People have noticed how much the Queer Eye guys keep up on Instagram with supportive comments and emoji hearts. As if proving that yes, they really are best pals, Berk called Van Ness as we were enjoying our bacon together. The Fab Five actually lived in the same apartment building while filming. “We would work out together all the time, Postmates together every night,” Van Ness remembers. As for squabbling, like most coworkers, the cast aren’t in agreement at every moment, but the crew’s culture expert, Karamo Brown, was once, thankfully, a social worker and keeps the peace. And Van Ness has been “doing hair for thirteen years, and going to therapy twice a week for like most of it”—so one gets the sense he could talk through anything.

We eventually set out to Ricky’s, the legendary New York City beauty emporium—a slightly difficult expedition, given the stiletto sock boots, but Van Ness was a high-fashion trooper. He was about to start several long weeks of Queer Eye press, for which the shoes will hopefully be broken in. I asked if he feels pressure to be always on—we couldn’t walk a few feet down Broadway without someone cooing over him, and he stopped to chat and take a selfie every time. “If my energy was fake,” he thinks out loud, “then I would feel pressured, because I gotta, like, keep this up. I thank God it’s just how I am.
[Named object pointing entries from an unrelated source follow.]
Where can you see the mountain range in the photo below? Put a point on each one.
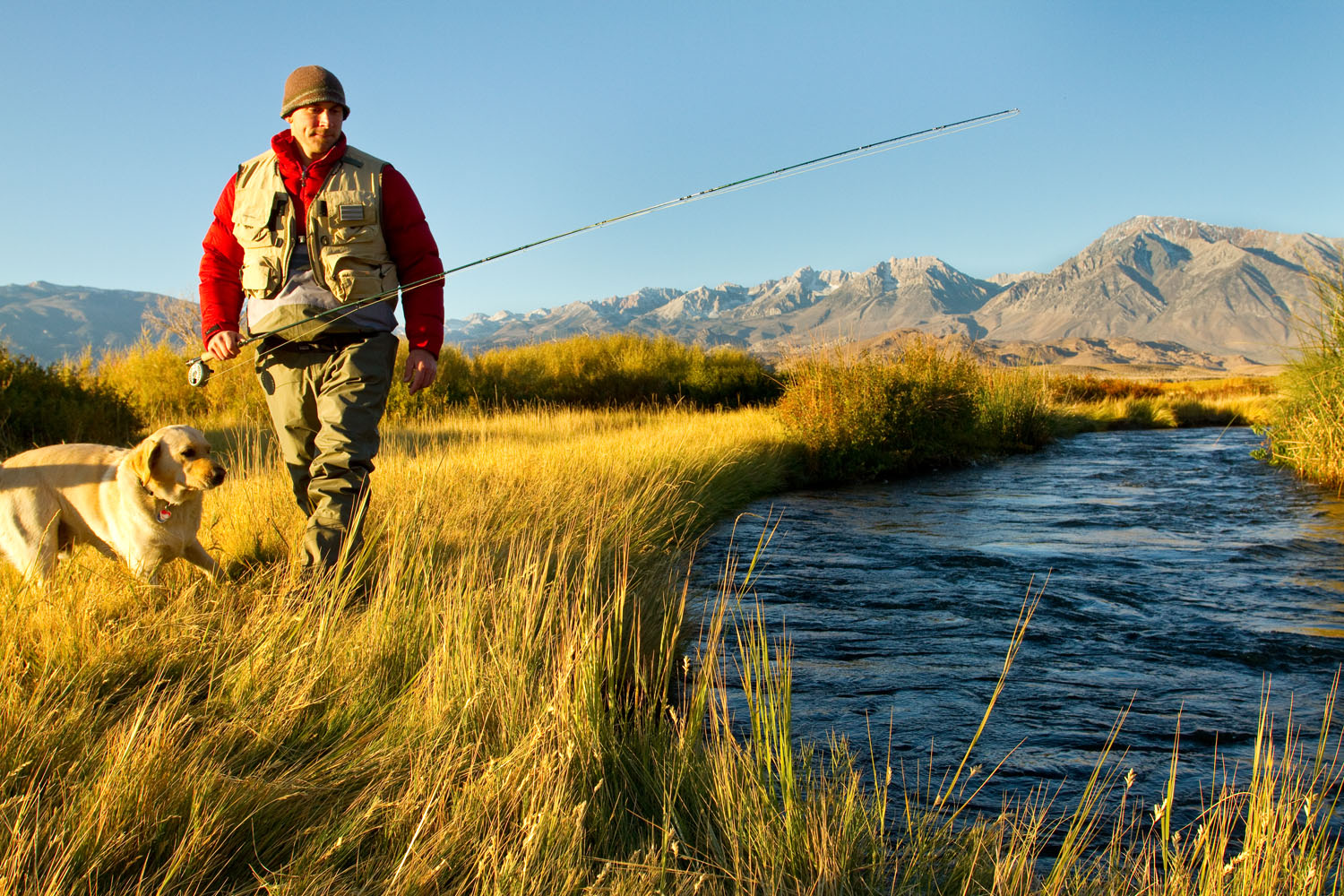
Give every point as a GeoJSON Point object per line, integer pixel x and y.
{"type": "Point", "coordinates": [1220, 292]}
{"type": "Point", "coordinates": [1150, 290]}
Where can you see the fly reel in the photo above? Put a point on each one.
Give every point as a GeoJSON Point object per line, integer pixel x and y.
{"type": "Point", "coordinates": [198, 373]}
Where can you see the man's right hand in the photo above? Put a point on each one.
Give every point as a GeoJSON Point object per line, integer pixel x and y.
{"type": "Point", "coordinates": [223, 346]}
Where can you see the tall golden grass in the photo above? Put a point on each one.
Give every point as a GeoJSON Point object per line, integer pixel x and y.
{"type": "Point", "coordinates": [513, 704]}
{"type": "Point", "coordinates": [511, 707]}
{"type": "Point", "coordinates": [1306, 432]}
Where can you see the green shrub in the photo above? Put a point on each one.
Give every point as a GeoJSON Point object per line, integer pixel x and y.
{"type": "Point", "coordinates": [1306, 429]}
{"type": "Point", "coordinates": [59, 403]}
{"type": "Point", "coordinates": [860, 417]}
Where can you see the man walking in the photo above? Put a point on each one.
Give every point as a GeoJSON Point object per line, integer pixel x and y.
{"type": "Point", "coordinates": [306, 233]}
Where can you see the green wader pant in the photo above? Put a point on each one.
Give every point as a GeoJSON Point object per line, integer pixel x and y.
{"type": "Point", "coordinates": [325, 402]}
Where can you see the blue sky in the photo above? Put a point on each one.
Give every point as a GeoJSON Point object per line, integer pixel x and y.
{"type": "Point", "coordinates": [515, 121]}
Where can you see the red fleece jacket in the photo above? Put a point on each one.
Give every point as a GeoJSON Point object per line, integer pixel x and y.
{"type": "Point", "coordinates": [405, 230]}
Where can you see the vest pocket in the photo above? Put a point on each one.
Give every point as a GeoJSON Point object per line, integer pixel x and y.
{"type": "Point", "coordinates": [260, 280]}
{"type": "Point", "coordinates": [352, 282]}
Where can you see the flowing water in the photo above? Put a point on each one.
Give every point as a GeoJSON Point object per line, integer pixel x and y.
{"type": "Point", "coordinates": [1179, 578]}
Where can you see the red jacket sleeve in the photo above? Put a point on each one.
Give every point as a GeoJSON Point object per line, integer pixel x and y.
{"type": "Point", "coordinates": [220, 266]}
{"type": "Point", "coordinates": [416, 254]}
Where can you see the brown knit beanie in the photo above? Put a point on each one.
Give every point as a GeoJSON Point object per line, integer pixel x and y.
{"type": "Point", "coordinates": [308, 85]}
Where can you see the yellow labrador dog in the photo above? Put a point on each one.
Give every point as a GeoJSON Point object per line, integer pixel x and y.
{"type": "Point", "coordinates": [140, 504]}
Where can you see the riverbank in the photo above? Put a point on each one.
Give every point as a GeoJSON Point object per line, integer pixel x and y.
{"type": "Point", "coordinates": [507, 708]}
{"type": "Point", "coordinates": [494, 715]}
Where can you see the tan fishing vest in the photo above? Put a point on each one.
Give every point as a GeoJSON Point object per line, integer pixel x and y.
{"type": "Point", "coordinates": [347, 253]}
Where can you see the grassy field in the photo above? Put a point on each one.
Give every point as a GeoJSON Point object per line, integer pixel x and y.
{"type": "Point", "coordinates": [511, 707]}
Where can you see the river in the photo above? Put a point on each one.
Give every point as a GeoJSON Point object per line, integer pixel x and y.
{"type": "Point", "coordinates": [1180, 576]}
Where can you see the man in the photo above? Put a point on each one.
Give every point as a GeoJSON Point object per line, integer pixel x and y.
{"type": "Point", "coordinates": [311, 234]}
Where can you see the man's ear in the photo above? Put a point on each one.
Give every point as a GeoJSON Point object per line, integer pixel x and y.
{"type": "Point", "coordinates": [142, 460]}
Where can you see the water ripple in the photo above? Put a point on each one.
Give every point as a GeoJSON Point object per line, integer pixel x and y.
{"type": "Point", "coordinates": [1183, 575]}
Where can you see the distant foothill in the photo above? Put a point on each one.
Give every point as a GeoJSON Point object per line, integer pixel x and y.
{"type": "Point", "coordinates": [1150, 290]}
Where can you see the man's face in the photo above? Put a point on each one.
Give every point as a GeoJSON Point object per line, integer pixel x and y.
{"type": "Point", "coordinates": [316, 128]}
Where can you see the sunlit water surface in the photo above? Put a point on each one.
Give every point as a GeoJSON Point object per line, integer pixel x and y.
{"type": "Point", "coordinates": [1179, 578]}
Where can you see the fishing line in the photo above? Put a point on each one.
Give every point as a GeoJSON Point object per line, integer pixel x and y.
{"type": "Point", "coordinates": [199, 373]}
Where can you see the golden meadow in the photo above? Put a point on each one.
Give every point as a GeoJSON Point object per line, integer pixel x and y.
{"type": "Point", "coordinates": [516, 704]}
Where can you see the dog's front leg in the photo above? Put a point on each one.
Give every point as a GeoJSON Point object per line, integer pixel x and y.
{"type": "Point", "coordinates": [198, 555]}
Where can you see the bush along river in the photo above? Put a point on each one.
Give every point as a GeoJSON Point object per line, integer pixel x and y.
{"type": "Point", "coordinates": [1180, 578]}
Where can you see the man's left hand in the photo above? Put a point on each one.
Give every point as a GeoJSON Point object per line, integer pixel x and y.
{"type": "Point", "coordinates": [421, 370]}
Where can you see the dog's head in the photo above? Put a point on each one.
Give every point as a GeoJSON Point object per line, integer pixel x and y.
{"type": "Point", "coordinates": [175, 462]}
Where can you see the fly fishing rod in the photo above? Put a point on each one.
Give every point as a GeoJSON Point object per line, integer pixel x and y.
{"type": "Point", "coordinates": [199, 373]}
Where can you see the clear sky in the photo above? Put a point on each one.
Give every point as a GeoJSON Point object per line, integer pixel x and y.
{"type": "Point", "coordinates": [515, 121]}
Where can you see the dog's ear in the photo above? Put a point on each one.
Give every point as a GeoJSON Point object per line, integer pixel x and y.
{"type": "Point", "coordinates": [142, 460]}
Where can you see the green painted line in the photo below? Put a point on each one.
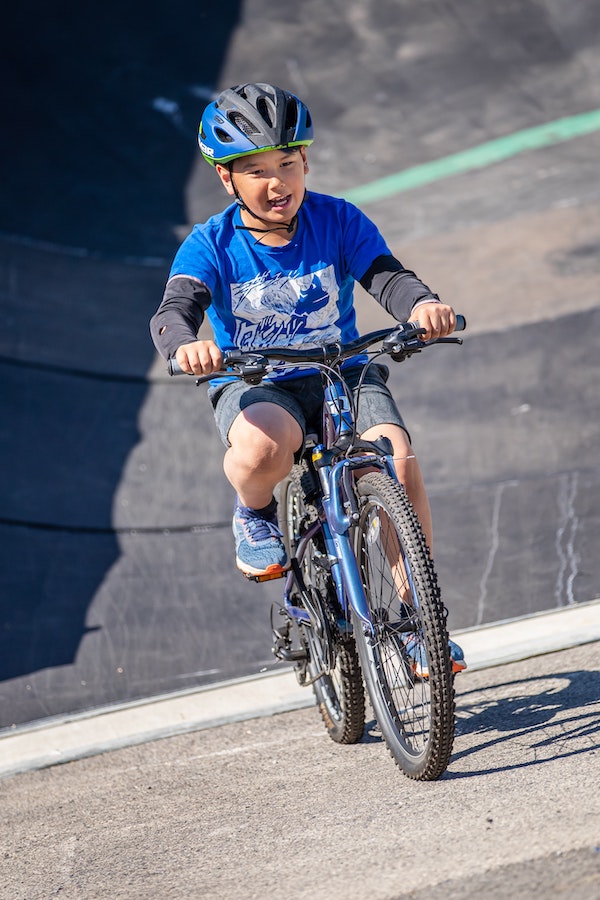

But I find myself wanting to work on being more comfortable in the silence with people.” He likely won’t get the chance to try out quietude for a while, starting with the shopping spree he shot for Vogue inside Ricky’s. The same goes for dating: “My life all of a sudden became so insanely hectic that it, like, literally doesn’t accommodate it, especially because my love language is definitely quality time and touch.” I suggest a bicoastal Olympic athlete as a possible fix. “I love that,” he says.